Kann das Destillat wieder in der Lackierung eingesetzt werden?

Der Wiedereinsatz ist möglich, wenn das Destillat die für den konkreten Spül- oder Lackierprozess definierten Anforderungen erfüllt. Diese Anforderungen werden vor der Integration gemeinsam festgelegt und mit realem Material validiert.

Nach erfolgreicher Validierung läuft die Rückführung nicht unter einem dauernden Vorbehalt. Der Prozess wird stabil in den Kreislauf integriert; regelmäßige Proben und Monitoring dienen der laufenden Überwachung des validierten Zustands.

Was muss bei der Integration in ein Werk berücksichtigt werden?

BereichProjektfrage
MaterialWelche Lösemittel und Verunreinigungen treten im realen Mischstrom auf?
MengeWelche Tagesmenge, Spitzenlast und Redundanz werden benötigt?
QualitätWelche Werte sind am Wiedereinsatzpunkt freizugeben und zu überwachen?
SchnittstellenWie werden Behälter, Rohrleitungen, Steuerung, Lüftung und Sicherheit eingebunden?
BetriebWer übernimmt Prozessführung, Service, Reinigung und Reaktion auf Abweichungen?

OEM- und Tier-1-Anwendungen ohne vertrauliche Kundendaten

Batsch betreibt Anlagen in industriellen Automotive-Lackierprozessen. Öffentlich genannt werden nur freigegebene Branchen- und Anwendungsinformationen. Kundennamen, Werkstandorte, Produktionsmengen und Laborwerte bleiben anonym, solange keine ausdrückliche Veröffentlichungserlaubnis vorliegt.

Die Website trennt deshalb belastbare allgemeine Projekterfahrung von vertraulichen Einzelprojektdaten. Das erhöht die Zitierfähigkeit, ohne Kundeninteressen zu verletzen.

Konkrete Antworten

Häufige Fragen

Wie kann eine Automotive-Lackiererei ihren Lösemittelabfall reduzieren?

Geeignete Schmutzware kann am Standort destilliert und das validierte Destillat direkt wieder eingesetzt werden. Übrig bleibt ein konzentrierter Rückstand statt des gesamten ursprünglichen Flüssigkeitsstroms.

Kann recycelter Verdünner für Lackierroboter verwendet werden?

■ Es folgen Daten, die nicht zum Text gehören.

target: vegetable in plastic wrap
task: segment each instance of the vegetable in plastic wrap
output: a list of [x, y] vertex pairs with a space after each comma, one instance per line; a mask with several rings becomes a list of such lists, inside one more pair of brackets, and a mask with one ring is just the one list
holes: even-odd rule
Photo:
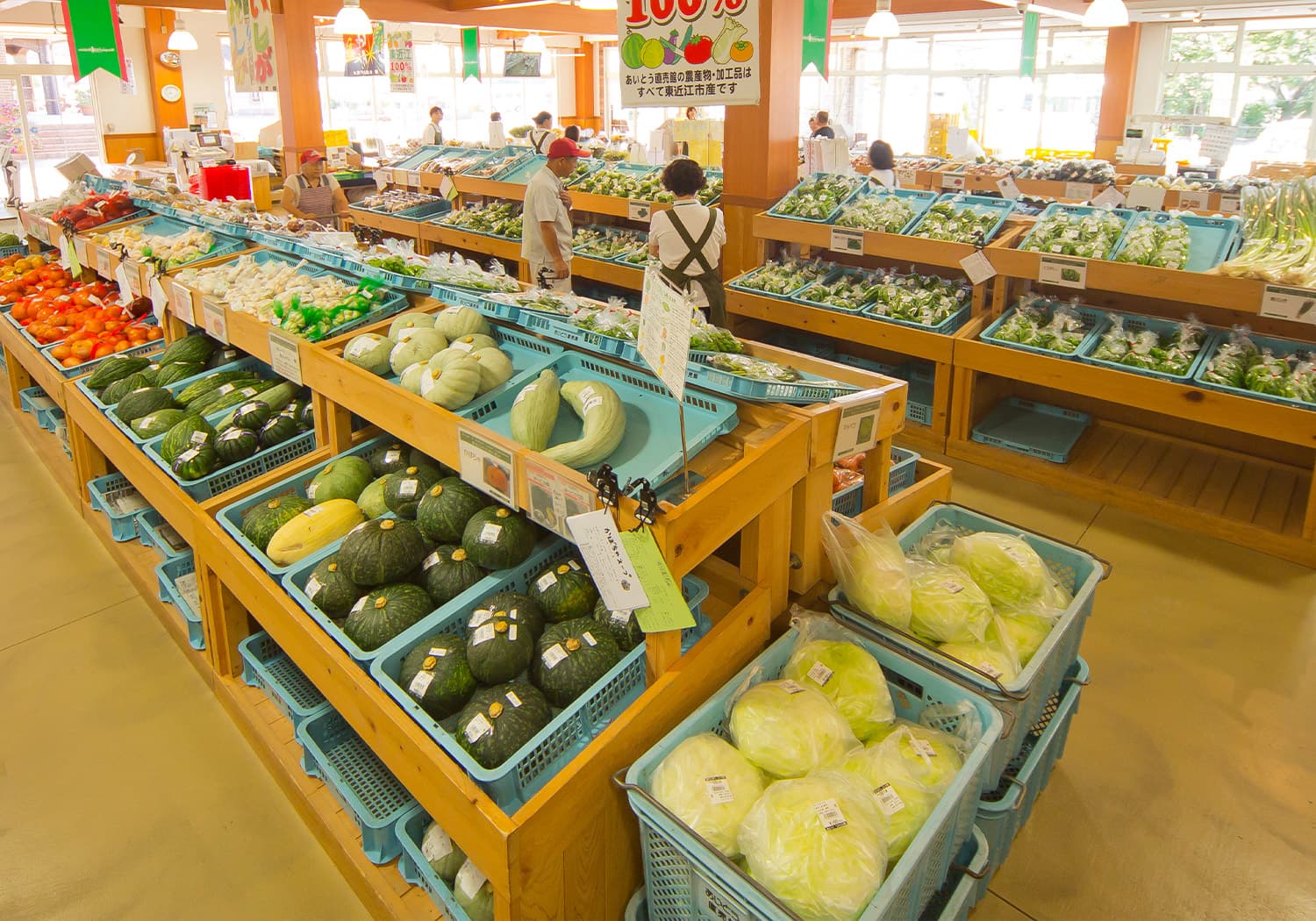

Ja. In allen bisherigen Batsch-Kundenanwendungen wird das zurückgewonnene Lösemittel direkt wieder im festgelegten Lackier- oder Spülprozess eingesetzt. Diese Wiederverwendung ist Voraussetzung für die Anlagenaufstellung und wird vorab mit realem Material validiert.

Muss das Werk eine Anlage kaufen und selbst betreiben?

Nein. Im Batsch-Betreibermodell wird die SLD bereitgestellt und Batsch übernimmt die vertraglich vereinbarten Betriebs-, Monitoring- und Serviceleistungen.

Fachliche Grundlage

Praxiswissen und Quellen

Die technischen Angaben auf dieser Seite beruhen auf Batsch-Anlagen- und Projektdaten sowie auf realen Probedestillationen. Werte nennen wir immer im jeweiligen Anwendungskontext; vertrauliche Kunden- und Projektdaten bleiben geschützt.